10 Want het sal geschieden ten selven dage, dat de Heydenen na den wortel Isai, die staen sal tot een baniere der volckeren, sullen vragen, ende sijne ruste sal heerlijck zijn.
11 Want het sal geschieden te dien dage, dat de Heere ten anderen male sijne hant aenleggen sal om weder te verwerven het overblijfsel sijnes volcks, het welck over gebleven sal zijn van Assyrien, ende van Egypten, ende van Pathros, ende van Moorenlant, ende van Elam, ende van Sinear, ende van Hamath, ende van de eylanden der zee.

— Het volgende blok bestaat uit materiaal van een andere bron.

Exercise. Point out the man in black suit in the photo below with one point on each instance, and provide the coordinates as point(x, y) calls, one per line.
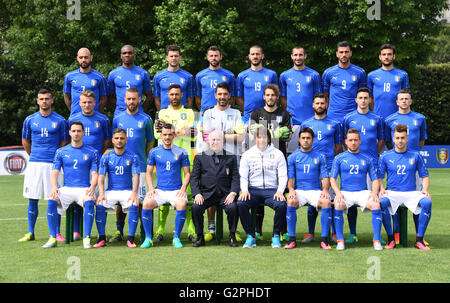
point(215, 181)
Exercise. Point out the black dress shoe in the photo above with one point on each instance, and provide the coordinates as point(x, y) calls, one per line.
point(233, 242)
point(199, 242)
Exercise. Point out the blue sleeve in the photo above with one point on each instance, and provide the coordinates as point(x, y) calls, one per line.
point(26, 131)
point(57, 162)
point(190, 87)
point(102, 167)
point(110, 85)
point(405, 81)
point(423, 130)
point(317, 87)
point(94, 161)
point(198, 86)
point(421, 168)
point(149, 130)
point(335, 168)
point(64, 131)
point(326, 82)
point(372, 170)
point(103, 87)
point(381, 168)
point(185, 159)
point(232, 85)
point(362, 79)
point(156, 87)
point(151, 158)
point(291, 167)
point(135, 166)
point(147, 84)
point(380, 129)
point(323, 167)
point(370, 84)
point(239, 86)
point(283, 85)
point(67, 87)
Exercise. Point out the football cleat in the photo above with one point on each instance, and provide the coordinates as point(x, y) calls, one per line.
point(421, 246)
point(250, 242)
point(27, 237)
point(308, 238)
point(276, 241)
point(177, 243)
point(377, 245)
point(325, 246)
point(50, 243)
point(340, 245)
point(147, 243)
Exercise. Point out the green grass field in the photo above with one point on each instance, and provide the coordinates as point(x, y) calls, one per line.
point(28, 262)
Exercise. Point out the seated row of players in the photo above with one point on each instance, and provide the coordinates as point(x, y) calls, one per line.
point(133, 101)
point(297, 87)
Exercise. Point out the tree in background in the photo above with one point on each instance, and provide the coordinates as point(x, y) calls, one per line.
point(39, 43)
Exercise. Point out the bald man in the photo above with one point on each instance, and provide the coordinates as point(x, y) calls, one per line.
point(126, 76)
point(84, 78)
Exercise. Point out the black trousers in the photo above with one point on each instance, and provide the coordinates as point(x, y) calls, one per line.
point(231, 210)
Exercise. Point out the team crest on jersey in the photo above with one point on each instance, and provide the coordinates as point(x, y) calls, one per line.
point(442, 155)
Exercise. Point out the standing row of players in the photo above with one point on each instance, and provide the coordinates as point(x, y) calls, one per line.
point(225, 119)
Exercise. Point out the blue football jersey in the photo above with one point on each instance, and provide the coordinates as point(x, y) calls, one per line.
point(45, 134)
point(371, 130)
point(119, 169)
point(250, 85)
point(353, 169)
point(417, 128)
point(206, 82)
point(97, 128)
point(139, 128)
point(122, 78)
point(307, 168)
point(327, 133)
point(163, 79)
point(77, 164)
point(342, 84)
point(76, 81)
point(299, 88)
point(168, 163)
point(384, 86)
point(400, 169)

12 Ende hy sal een baniere oprichten onder de Heydenen, ende hy sal de verdrevene Israëls versamelen, ende de verstroyde uyt Iuda vergaderen van de vier eynden des aertrijcks.
13 Ende de nijt Ephraims sal wech wijcken, ende de tegenpartijders van Iuda sullen uytgeroeyt worden: Ephraim en sal Iuda niet benijden, ende Iuda en sal Ephraim niet benauwen.
14 Maer sy sullen de Philistijnen op de schouder vliegen tegen ’t Westen, [ende ] sy sullen t’samen die van het Oosten berooven: [aen ] Edom ende Moab sullen sy hare handen slaen, ende de kinderen Ammons sullen haer gehoorsaem zijn.
15 Oock sal de HEERE den inham der zee van Egypten verbannen, ende hy sal sijne hant bewegen tegen de riviere, door de sterckte sijnes wints: ende hy sal deselve slaen in de seven stroomen, ende hy sal maken, datmen met schoenen daer door sal gaen.
16 Ende daer sal een gebaende wegh zijn voor het overblijfsel sijns volcks, dat over gebleven sal zijn van Assur, gelijck als Israël geschiedde ten dage doe het uyt Egyptenlant op toogh.